What if there were no BBC? | University of Oxford
Cover of the report published by Reuters Institute for the Study of Journalism
Cover of the report published by Reuters Institute for the Study of Journalism

What if there were no BBC?

Cutting the BBC licence fee would reduce consumer choice and value for money, as well as possibly halving investment in new UK programmes, says an Oxford University study.

The 100-page report, launched today by the Reuters Institute for the Study of Journalism, explores what the current UK television market would be like if there were no BBC Television.

It concludes that without the BBC, total UK television industry revenue would probably be reduced. Total investment in programmes would be 5-25% lower, with investment in making new UK programmes possibly halved (25-50% lower), affecting viewers and UK production companies which would suffer a 'severe blow'.

The report says that these projections are conservative, if anything, since they assume that the BBC 'crowds out' some of the investment in programming that would otherwise be made by commercial broadcasters. The evidence suggests that if, on the contrary, the BBC forces commercial channels to spend more on programmes in order to attract viewers, losing BBC Television would be even more damaging to viewers and programme producers than the report projects.

None of the BBC's critics argue for the BBC to be abolished overnight but, the report argues, many want it scaled back without providing any evidence that a smaller BBC would be better for the public. This study suggests that although scaling back the BBC would not be as bad as abolishing it, there would still be a detrimental effect on UK viewers and producers.

The authors argue that a future without BBC Television is not just a hypothetical scenario dreamed up by academics. They see it as the logical conclusion of the government's current 'salami slicing' policy of freezing the licence fee and diverting more of it to fund activities outside the BBC's UK services, while the rest of the market keeps growing. They project that if this policy continues – or accelerates, as some are advocating – within a generation the BBC will be reduced to a minor sideshow, becoming the UK equivalent of PBS (the Public Broadcasting Service) in the United States.

The scope of the report is limited in two ways: first, it focuses solely on television. Yet the licence fee also funds other services and activities such as BBC Radio, BBC Online, the World Service, S4C, and broadband delivery.
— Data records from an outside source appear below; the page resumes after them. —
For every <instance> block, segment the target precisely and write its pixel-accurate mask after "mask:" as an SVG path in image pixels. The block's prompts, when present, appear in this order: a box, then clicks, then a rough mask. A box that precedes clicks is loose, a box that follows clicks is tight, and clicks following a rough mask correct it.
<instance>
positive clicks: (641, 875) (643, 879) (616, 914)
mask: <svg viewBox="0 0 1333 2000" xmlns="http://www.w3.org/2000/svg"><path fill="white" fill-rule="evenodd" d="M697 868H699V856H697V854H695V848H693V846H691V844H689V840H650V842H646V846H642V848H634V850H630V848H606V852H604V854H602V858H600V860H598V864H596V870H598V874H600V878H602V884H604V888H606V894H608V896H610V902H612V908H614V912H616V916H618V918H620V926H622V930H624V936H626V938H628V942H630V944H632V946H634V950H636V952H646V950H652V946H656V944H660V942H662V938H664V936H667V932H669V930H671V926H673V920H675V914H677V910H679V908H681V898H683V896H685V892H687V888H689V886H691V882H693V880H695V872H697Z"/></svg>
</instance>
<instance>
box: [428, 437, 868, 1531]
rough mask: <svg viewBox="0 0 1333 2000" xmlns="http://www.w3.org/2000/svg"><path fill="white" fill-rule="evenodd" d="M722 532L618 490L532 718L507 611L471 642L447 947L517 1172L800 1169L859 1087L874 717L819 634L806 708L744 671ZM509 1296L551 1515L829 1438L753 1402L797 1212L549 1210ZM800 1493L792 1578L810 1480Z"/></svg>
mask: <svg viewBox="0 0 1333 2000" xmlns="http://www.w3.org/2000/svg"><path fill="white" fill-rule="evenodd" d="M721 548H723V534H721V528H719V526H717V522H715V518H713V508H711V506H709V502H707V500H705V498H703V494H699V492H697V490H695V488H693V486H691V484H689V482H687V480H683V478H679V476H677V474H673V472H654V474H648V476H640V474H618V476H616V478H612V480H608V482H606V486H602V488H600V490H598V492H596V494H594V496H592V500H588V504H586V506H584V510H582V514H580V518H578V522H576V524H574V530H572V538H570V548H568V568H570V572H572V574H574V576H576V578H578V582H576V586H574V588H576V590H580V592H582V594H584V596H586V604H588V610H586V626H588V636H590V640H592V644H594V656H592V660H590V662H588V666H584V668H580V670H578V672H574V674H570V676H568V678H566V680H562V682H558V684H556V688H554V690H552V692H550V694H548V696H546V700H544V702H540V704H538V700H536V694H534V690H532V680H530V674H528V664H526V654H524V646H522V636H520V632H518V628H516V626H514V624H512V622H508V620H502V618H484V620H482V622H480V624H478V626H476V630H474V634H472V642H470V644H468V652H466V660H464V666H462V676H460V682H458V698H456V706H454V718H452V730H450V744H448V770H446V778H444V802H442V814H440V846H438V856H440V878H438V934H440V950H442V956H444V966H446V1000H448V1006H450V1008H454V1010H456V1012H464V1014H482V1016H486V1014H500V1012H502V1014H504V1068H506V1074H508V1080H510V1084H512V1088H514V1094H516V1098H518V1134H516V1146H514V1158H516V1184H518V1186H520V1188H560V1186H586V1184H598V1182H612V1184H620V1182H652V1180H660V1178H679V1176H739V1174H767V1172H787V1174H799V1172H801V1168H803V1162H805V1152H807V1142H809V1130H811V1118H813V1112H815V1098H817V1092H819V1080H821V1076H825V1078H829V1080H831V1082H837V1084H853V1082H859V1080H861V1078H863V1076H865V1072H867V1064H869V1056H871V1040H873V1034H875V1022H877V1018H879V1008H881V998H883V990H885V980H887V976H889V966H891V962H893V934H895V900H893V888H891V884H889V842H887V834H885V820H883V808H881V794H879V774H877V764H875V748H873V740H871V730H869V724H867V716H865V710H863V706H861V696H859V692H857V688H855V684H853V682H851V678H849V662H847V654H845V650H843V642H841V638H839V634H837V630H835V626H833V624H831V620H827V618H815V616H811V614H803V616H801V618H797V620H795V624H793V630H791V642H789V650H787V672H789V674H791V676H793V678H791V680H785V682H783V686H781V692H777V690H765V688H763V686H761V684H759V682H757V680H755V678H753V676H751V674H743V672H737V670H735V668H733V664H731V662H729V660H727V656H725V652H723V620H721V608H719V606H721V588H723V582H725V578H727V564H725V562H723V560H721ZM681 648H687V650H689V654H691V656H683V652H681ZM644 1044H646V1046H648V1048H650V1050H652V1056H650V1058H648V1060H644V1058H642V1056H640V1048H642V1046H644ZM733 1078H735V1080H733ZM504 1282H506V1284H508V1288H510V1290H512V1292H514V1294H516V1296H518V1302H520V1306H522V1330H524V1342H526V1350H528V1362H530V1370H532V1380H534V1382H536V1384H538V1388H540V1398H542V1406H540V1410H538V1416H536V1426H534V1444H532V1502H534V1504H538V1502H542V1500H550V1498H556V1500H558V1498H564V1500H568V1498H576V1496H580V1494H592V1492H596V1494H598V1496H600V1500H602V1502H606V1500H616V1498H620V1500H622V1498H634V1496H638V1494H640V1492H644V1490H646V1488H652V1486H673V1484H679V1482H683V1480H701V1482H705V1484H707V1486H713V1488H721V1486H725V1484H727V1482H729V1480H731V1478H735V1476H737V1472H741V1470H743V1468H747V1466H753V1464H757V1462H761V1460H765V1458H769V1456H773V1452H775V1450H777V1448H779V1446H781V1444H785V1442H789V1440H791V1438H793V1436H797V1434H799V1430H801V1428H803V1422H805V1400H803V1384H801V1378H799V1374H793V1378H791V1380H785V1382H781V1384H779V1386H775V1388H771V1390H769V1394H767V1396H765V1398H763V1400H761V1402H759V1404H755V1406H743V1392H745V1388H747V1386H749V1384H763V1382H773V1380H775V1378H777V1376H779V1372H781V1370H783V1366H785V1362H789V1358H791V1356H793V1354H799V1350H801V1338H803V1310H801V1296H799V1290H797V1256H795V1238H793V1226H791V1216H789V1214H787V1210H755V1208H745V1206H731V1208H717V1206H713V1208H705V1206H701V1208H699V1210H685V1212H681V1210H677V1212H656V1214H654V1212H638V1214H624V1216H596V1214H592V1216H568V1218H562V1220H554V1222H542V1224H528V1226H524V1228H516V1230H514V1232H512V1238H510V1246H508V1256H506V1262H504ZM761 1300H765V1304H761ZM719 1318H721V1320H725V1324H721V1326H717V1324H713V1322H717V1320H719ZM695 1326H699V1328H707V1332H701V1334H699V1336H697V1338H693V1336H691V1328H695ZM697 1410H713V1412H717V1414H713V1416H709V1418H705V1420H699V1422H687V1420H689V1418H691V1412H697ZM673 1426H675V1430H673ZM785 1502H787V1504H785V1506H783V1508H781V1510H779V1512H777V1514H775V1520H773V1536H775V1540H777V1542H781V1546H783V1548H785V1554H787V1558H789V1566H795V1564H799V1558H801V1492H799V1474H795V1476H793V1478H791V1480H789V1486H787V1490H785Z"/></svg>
The authors argue that if there were no BBC Television and no licence fee, these other activities would also be cut or another way of funding them would have to be found.

Secondly, the report is only about the BBC's impact on the public as 'consumers' rather than as 'citizens'. It remarks that the BBC's other contributions to national culture, society, the economy, child development, technology adoption and many other 'citizenship' benefits are excluded.

The report authors are Patrick Barwise, Visiting Fellow, and Professor Robert Picard, Director of Research, at Oxford's Reuters Institute for the Study of Journalism.

Professor Barwise said: 'Critics of the BBC and many economists argue that, funded by a compulsory licence fee, it distorts the market, making it hard for commercial competitors to prosper and meet consumers' needs. They conclude that viewers would be better served if the BBC were smaller – allowing commercial broadcasters to expand – and showed only public service programmes that the market will not provide. We believe this analysis demolishes that argument. A smaller BBC would be bad for the public even in pure consumer terms, when you look at choice and value for money.'

Professor Picard said: 'Our calculations suggest that without BBC Television almost all UK households would be worse off. They would either have to pay slightly more for slightly less choice or pay slightly less for much less choice. It would also be likely to mean less money being spent on programmes overall, with far fewer new programmes being made, so viewers could expect TV schedules with many more repeats and imports. These projections are conservative, if anything, as they assume that the BBC crowds out some investment in content by commercial broadcasters. On balance, it probably doesn't.'

The analysis is based on comparing the UK television market in 2012 with projections of what the market might have been like if there had been no BBC Television and no licence fee. The net impact of BBC Television is the difference between the two. The researchers have developed two different scenarios: one highly optimistic (from the viewpoint of the industry) and the other highly pessimistic.